My old friend, journalist and columnist, Sergei Leskov, had a conversation with the director of the Institute of Philosophy at the Russian Academy of Sciences, academician A. Guseynov. Dr. Abdusalam Guseynov was present at the defense of my dissertation at the aforementioned institute. I am grateful for his position on this process.
His words are as follows (my comments appear in italics): Until now humanity’s fundamental conviction was that scientific and technological progress was good. But these hopes have proved to be illusory.
Philosophy was founded on the possibility of creating a heaven on earth by changing human nature. Now it is clear that the progress has brought about a deadly threat, and this fact requires us to take responsibility on a fundamentally new level.
The Kantian “ethics of goodwill” must be supplemented with the ethics of responsible action. This puts greater emphasis on the role of absolute prohibition, embedded in the ancient code of Moses – first and foremost on the prohibition on violence, or in other words: “Don’t do unto others what you don’t want done to you.” This rule is a stepping stone to the rule, “Love thy neighbor as thyself.” For more on this, see Baal HaSulam’s articles “The Revelation of Godliness (Matan Torah)” and “The Arvut.”

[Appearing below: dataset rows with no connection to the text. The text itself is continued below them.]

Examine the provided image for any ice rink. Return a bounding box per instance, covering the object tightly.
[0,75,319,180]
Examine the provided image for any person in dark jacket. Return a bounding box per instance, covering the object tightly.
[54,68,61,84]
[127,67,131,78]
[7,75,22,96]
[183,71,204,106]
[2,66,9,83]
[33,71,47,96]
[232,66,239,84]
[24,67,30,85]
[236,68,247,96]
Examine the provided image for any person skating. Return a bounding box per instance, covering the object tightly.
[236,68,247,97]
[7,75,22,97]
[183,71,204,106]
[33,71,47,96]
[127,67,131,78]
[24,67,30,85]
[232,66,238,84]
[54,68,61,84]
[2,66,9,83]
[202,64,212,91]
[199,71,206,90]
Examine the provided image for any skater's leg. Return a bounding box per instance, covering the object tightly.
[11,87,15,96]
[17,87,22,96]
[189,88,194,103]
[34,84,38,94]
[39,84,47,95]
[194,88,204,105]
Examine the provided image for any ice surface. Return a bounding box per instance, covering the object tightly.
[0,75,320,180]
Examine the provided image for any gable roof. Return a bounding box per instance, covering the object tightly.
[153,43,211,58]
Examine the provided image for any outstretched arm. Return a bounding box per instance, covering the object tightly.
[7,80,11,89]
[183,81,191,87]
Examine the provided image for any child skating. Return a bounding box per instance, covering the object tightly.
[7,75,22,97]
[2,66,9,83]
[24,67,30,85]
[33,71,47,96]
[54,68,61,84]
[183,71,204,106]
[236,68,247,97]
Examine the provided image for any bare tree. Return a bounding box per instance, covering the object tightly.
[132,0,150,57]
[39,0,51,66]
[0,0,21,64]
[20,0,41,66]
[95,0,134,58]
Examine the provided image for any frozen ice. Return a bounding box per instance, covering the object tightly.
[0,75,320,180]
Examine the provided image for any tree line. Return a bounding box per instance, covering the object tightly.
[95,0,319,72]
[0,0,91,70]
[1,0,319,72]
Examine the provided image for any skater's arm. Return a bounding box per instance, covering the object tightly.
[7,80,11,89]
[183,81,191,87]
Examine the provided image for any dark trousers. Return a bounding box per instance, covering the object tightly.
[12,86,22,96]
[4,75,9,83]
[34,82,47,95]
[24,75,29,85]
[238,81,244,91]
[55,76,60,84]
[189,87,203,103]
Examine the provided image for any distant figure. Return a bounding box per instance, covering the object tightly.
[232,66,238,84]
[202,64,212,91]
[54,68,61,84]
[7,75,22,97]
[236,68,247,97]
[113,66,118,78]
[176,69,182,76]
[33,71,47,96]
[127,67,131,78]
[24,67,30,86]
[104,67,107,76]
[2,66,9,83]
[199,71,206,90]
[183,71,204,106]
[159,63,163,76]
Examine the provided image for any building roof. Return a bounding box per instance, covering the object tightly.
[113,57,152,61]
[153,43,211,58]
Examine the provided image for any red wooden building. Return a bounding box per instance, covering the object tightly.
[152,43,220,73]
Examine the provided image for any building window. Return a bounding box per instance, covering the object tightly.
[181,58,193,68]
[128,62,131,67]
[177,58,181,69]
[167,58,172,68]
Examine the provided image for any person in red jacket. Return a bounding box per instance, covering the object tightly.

On the other hand, the process of individualizing morals continues. In other words, the society delegates the right to decide what’s right and wrong to individuals. If these individuals are Kabbalists – those who have already attained “the future of humanity,” then they can be trusted, but those who “don’t live in the world of tomorrow” must not be trusted under any circumstances. They will be wrong, as they always are, because they are governed by their egoism.